I am desperate for You!!!

Hello Again! Well, I just wanted to share what God has been doing in my life....

I suppose I can say right now, I am so desperate for God. I need him so desperately in my life because I know if He does not take me, mold me, make me, rescue me, heal me, lead me, guide me, be my all in all...
I will completely crumble. I know I won't make it...I won't make another day.
Has anyone ever been there and feels the desperation like I feel, bloggy friends????

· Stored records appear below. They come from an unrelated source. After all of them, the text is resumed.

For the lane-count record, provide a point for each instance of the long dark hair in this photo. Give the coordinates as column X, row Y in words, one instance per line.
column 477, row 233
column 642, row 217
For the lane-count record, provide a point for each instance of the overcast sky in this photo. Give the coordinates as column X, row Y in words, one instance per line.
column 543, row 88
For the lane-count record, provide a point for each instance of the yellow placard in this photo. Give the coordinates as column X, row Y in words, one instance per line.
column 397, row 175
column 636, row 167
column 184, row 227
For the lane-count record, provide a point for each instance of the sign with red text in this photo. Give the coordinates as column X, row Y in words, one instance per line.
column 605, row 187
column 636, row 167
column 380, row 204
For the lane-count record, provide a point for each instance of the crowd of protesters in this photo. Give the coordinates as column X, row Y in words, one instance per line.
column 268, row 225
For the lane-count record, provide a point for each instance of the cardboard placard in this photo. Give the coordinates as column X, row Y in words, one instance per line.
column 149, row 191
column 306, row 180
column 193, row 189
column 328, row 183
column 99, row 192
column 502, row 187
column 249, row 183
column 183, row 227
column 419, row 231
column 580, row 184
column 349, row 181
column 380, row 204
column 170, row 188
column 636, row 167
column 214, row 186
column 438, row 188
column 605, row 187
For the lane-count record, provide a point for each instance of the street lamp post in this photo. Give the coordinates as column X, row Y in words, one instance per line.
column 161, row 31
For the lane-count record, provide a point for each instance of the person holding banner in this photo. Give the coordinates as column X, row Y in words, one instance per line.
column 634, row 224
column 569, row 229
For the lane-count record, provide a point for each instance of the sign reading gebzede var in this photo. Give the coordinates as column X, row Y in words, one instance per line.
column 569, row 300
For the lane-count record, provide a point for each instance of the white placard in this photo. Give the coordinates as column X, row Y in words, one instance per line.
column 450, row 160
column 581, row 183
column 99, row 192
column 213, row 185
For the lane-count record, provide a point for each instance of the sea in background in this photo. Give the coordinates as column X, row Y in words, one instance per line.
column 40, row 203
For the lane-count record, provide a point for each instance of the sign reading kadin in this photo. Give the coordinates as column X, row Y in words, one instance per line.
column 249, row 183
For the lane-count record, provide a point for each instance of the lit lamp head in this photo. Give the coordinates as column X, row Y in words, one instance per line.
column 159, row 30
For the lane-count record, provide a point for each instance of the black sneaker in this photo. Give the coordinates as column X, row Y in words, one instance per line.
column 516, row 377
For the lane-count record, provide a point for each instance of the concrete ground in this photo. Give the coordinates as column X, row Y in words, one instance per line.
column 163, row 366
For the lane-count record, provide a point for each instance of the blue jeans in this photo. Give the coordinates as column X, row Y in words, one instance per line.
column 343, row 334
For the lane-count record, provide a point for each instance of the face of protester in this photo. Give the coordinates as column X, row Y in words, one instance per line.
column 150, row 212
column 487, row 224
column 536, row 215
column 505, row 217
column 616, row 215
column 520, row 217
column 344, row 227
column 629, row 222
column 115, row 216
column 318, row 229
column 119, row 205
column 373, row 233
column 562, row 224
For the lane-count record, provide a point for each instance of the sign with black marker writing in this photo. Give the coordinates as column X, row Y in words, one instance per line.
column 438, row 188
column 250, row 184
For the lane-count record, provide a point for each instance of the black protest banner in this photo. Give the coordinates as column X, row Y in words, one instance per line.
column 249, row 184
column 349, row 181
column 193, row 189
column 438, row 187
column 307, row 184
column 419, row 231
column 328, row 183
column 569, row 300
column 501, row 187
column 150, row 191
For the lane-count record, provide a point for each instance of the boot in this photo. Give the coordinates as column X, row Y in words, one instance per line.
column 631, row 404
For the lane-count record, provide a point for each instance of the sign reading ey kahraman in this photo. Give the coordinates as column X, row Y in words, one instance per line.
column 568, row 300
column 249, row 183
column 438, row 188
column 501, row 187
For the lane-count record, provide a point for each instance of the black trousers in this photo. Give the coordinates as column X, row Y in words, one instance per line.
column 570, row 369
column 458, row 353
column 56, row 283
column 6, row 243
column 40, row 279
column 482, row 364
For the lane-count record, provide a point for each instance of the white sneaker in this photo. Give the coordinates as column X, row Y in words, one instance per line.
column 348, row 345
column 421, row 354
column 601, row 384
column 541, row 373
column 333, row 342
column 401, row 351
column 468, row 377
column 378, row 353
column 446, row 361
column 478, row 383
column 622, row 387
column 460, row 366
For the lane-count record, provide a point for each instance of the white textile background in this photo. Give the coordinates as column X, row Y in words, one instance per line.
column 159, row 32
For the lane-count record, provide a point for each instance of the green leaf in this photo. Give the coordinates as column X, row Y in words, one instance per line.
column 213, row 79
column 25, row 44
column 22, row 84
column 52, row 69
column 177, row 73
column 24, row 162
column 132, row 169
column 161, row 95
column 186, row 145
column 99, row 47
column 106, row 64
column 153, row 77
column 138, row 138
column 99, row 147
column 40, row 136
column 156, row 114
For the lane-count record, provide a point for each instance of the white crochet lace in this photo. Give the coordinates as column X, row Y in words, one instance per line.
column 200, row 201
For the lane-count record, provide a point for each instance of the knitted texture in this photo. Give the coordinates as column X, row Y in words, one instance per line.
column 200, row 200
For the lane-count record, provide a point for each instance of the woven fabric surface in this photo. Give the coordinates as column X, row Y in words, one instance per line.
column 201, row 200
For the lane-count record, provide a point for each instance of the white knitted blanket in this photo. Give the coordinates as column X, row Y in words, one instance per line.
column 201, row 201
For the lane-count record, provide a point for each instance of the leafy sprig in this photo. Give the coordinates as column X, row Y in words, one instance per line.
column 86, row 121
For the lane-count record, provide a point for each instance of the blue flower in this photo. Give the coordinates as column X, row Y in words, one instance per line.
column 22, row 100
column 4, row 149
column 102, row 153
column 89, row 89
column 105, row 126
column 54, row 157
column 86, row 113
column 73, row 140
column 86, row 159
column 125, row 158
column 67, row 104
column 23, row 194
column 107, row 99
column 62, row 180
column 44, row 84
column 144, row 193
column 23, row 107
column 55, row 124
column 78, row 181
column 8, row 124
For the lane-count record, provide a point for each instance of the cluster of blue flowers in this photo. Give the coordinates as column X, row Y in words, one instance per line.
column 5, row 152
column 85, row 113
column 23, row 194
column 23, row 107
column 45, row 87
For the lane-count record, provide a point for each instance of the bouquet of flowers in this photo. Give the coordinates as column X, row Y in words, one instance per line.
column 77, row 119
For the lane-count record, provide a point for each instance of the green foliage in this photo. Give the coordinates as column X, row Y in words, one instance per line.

I am at a complete and total standstill in my life....wondering and waiting on the Lord. I love the Psalms especially in this season in my life. Psalm 30 is what I have been reading over and over again..."Hear, O Lord and be merciful to me; O Lord, be my help."
I need HELP....not from a doctor, not from a lawyer...but from Almighty God himself....who is more powerful than anything....that will save my soul and has saved my soul from destruction both now and in the present age to come....
Jesus I need you so desperately today. I really don't want to write here about all my neediness but this is what is on my heart today....
I am hoping and praying for better days. For new direction, for confirmation to come that all this hardship was not done in vain. I am going to continue to seek and pray to my heavenly Father because I know He will see me through!!

God bless.

Tuesday, January 10, 2012

An update for 2012

Hello again to all my bloggy friends!!

I know it has been a while since I updated you on all the happenin's here in Guam.
To be completely honest with you, we have been going through a trial, maybe I could call it a storm that has put my focus off of things like updating blogs, laundry, goals for the New Year, cleaning house, etc...
Unfortanately, it took my mind off of trusting in the Lord too....I am working at now seeking my Father's face in this whole ordeal and taking in each moment He gives me to operate in His Spirit, in His timing, and in His grace.
I don't want to really make this post boring, sad, or have you,my bloggy friends, be concerned. Just know that our Father God is working mightily in me, revealing to me His love, His peace, and His security...for His purpose.
I want to share so much with you all about the birth of our newest lil' guy. I can't wait to put pics of him up here and the other kids. They are growing up and God is doing a work in each one of them.
Anaya prayed the other night with her face in the rug to accept Jesus in her heart. I read her a Bible Story and talked with her about Jesus and she wanted Him to come into her heart....she also saw her sister baptized in the ocean out here and so she wants to do that too. Don't know yet...but all in God's timing.
I know my oldest daughter wants me to post here more often. I will do so when the Lord allows...please pray for me. I am needy of prayer this season of my life. I used to pray for others on a pretty regular basis and people would search me out to pray for them...yet God has me here asking people to pray for me.
I love this verse, "Be strong in the Lord and in the power of His might."